The recent growth in popularity of renewable energy sources has had many an effect on consumers, the economy and all the middle men in between.

In particular, the stability of the national grids has suffered negatively, as the lack of regularity, and subsequently reliability, has put a higher strain on the grids’ management system. For example, in our article published a few weeks ago, we outline the findings from the US Department of Energy’s 2017 study; these concluded that to some extent, green energy can even be harmful.
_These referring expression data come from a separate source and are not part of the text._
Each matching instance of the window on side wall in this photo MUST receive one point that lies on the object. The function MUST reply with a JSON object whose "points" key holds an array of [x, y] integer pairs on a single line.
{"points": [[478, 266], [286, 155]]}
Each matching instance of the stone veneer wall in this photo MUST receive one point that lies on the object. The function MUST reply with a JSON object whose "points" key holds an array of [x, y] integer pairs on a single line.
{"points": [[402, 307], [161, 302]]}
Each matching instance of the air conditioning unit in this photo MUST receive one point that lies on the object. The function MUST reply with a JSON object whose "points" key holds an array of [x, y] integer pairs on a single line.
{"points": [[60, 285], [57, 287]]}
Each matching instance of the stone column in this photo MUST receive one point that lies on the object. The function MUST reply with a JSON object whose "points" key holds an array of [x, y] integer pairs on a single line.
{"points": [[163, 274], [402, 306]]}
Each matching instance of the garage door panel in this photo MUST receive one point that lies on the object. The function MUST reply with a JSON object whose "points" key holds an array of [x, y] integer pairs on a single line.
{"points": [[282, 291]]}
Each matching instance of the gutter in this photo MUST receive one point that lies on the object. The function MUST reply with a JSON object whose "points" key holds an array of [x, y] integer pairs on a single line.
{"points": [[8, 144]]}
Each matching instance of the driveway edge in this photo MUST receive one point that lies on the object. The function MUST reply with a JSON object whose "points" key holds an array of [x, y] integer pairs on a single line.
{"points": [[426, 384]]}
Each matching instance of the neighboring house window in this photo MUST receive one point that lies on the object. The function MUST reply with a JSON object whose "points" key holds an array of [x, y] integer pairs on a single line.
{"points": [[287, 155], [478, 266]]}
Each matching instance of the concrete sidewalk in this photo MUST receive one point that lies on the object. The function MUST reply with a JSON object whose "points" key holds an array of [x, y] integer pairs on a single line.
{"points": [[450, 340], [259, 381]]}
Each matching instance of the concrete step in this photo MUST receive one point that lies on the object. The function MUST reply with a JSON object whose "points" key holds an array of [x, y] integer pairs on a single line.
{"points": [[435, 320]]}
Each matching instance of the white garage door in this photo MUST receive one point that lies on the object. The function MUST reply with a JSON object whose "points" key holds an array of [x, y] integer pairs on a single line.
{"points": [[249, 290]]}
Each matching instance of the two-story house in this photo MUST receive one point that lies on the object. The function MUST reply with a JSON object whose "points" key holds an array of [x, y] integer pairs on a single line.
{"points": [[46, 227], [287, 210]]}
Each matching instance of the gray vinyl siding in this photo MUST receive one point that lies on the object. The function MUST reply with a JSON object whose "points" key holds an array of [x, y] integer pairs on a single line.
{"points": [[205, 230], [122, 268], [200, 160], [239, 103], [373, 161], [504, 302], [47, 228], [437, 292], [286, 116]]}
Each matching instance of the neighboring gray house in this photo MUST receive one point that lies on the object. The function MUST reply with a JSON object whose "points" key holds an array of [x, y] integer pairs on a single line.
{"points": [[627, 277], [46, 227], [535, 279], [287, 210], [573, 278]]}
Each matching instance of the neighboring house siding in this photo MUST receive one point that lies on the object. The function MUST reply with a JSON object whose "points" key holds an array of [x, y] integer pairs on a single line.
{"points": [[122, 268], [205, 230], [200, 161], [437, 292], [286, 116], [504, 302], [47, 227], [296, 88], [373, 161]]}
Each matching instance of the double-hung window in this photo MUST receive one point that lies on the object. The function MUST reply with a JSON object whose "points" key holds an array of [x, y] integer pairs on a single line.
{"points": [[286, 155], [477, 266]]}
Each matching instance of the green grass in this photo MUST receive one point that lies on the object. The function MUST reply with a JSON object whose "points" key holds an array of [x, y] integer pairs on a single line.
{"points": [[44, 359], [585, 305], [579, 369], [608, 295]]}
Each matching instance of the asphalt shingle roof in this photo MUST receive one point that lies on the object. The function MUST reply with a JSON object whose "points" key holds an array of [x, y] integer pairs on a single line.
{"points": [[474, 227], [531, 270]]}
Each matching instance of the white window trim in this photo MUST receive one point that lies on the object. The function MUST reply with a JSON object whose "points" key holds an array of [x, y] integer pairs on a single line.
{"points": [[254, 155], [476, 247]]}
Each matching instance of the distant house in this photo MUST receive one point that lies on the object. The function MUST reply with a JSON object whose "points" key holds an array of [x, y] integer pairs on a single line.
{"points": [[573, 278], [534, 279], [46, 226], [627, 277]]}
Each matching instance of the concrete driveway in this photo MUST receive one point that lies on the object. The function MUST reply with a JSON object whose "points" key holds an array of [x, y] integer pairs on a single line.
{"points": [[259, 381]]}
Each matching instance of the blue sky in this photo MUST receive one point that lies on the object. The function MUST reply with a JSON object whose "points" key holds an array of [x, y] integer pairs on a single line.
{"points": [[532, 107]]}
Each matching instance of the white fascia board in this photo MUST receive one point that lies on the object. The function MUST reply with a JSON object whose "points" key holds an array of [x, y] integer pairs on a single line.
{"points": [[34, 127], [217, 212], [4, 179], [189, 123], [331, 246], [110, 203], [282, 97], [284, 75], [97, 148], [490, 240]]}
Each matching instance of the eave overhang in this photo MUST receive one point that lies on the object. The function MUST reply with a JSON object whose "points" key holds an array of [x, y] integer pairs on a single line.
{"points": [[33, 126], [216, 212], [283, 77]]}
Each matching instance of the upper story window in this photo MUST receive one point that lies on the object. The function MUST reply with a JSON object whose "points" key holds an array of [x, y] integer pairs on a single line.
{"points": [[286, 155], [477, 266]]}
However, the lack of regularity has its benefits, too. One such benefit is the innovation it subsequently creates as researchers try and solve the problem through technologies such as energy storage solutions. One popular solution is a redox flow battery. Redox, short for reduction-oxidation reaction, creates a flow of electrolyte solutions through the electrochemical cells during charge and discharge, and could now be the answer to efforts in stabilising green energy.

Coming from Johannes Gutenberg University in Mainz, Germany, this initiative is led by researchers using lignin – a waste product from the wood pulp production process – as their raw material. Naturally, it maintains stability in plants and wood, which is the reasoning behind introducing it into batteries, where it would perform the same action through electrosynthesis. This lignin would serve to replace previously used vanadium, which is more expensive and less abundant in nature.

“By subjecting the waste sludge from paper and pulp production to electrochemical decomposition we can obtain quinones, which we can then further process so they are suitable for use in organic batteries,” explains Siegfried Waldvogel, professor of organic chemistry and head of the research team.

At the moment, the lignin redox batteries are under development, with over 4 million Euros from a number of sources, including the German Federal Ministry of Agriculture. The study is currently funded until January 2019, but the team expects results sooner than this.

As big fans of batteries and new energy storage solutions in general, Dashboard is very excited about the research being conducted by Waldvogel’s team. By converting lignin into a redox battery capable of regulating the release of energy from renewable sources, a current challenge is being addressed, which could lead to a less challenging future for green energy.